The Toyota LandCruiser 70 Series, Ram 1500, and Ford Transit are on the chopping block. Or at least they will be. They currently sit outside Australia’s New Vehicle Efficiency Standard (NVES ), enjoying a quiet life of exemption. That peace ends soon.

Right now, the law ignores any vehicle with a gross vehicle mass (GVM ) over 3.5 tonnes. Simple math. Heavy stuff gets a pass. But Canberra is closing that door.

A proposal wants to pull those big beasts into the fold. Specifically, trucks weighing between 3.5 tonnes and 3.855 tonnes.

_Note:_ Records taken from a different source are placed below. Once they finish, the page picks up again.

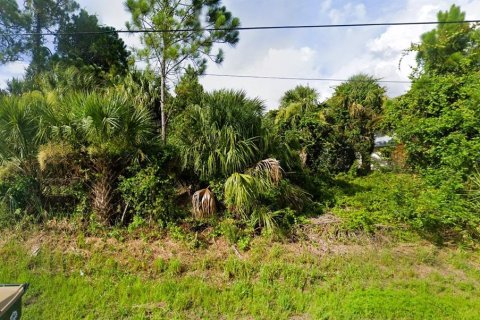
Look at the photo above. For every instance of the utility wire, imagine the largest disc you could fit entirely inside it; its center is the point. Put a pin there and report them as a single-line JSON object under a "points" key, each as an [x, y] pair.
{"points": [[294, 78], [317, 26]]}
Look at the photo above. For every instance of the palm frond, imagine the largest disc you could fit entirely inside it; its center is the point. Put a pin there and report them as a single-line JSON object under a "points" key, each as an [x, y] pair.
{"points": [[203, 204]]}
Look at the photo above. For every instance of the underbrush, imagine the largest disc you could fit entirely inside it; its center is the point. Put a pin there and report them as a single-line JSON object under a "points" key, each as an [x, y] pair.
{"points": [[92, 278], [403, 203]]}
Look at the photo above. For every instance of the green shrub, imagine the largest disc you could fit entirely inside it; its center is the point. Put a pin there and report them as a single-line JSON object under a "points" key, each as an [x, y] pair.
{"points": [[150, 195], [401, 200]]}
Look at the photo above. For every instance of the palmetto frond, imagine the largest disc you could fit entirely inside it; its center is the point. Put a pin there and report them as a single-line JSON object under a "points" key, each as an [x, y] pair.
{"points": [[203, 204], [241, 193], [268, 169]]}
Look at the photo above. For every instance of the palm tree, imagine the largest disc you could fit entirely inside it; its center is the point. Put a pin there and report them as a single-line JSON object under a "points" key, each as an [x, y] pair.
{"points": [[220, 136], [19, 128], [110, 130]]}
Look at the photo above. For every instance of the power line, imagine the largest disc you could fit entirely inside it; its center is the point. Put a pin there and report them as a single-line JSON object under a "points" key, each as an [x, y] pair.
{"points": [[295, 78], [317, 26]]}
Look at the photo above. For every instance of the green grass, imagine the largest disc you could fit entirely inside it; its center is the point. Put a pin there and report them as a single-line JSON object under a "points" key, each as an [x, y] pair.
{"points": [[275, 281], [373, 264]]}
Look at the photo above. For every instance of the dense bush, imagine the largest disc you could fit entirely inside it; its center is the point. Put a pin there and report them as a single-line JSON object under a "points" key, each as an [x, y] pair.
{"points": [[405, 201], [149, 194]]}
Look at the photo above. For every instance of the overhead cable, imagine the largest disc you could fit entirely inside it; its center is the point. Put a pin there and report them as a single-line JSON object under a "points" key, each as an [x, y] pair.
{"points": [[297, 78], [317, 26]]}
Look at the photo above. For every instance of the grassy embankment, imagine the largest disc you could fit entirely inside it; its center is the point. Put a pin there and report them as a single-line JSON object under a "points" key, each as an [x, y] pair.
{"points": [[326, 273]]}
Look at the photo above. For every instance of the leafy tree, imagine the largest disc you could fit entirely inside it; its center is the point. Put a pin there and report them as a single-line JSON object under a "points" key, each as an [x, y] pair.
{"points": [[103, 50], [44, 16], [295, 103], [220, 136], [357, 107], [185, 39], [437, 119], [12, 22], [450, 47]]}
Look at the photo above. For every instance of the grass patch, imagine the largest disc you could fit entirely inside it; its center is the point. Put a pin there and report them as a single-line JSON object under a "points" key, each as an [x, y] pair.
{"points": [[415, 281]]}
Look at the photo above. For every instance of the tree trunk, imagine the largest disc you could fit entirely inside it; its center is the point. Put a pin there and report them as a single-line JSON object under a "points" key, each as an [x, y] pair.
{"points": [[162, 105], [102, 191], [37, 43]]}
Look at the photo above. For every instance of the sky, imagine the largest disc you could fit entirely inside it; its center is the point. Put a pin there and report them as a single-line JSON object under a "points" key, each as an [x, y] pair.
{"points": [[306, 53]]}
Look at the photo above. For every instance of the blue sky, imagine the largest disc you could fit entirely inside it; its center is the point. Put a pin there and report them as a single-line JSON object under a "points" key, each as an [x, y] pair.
{"points": [[312, 53]]}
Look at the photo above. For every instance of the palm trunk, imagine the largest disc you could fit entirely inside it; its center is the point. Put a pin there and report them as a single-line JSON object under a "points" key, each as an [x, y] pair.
{"points": [[162, 106], [102, 191]]}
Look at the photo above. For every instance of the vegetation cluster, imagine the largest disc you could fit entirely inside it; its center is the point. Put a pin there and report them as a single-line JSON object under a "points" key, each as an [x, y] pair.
{"points": [[88, 136]]}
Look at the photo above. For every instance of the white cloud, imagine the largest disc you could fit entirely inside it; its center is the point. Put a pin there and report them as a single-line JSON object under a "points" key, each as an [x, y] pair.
{"points": [[11, 70], [348, 12], [294, 62]]}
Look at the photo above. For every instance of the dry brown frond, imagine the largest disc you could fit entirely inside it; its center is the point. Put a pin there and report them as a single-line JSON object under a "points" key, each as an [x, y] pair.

Comments on this change close on July 20, 20. The window is open, but the intent is clear.

The Ram 1500 is in trouble. It sits right at 3505kg. So does the Toyota Tundra, ticking over at 3536. They slip just under the current radar but fit squarely into the new net. The Ford F-1550? It doesn’t care. It’s already counted. Same goes for the Chevrolet Silverado. They are under 3.360kg. Already compliant. Already measured.

CarExpert called several brands. Silence from all.

Here is why this matters.

Carbon dioxide limits aren’t just suggestions. They are hard caps that get stricter every year until 2029. Miss the target and you pay. The price starts at $50 for every gram over the limit. Sounds cheap until you multiply that by millions. The first report out in February 2026 hit 19 brands. Ouch.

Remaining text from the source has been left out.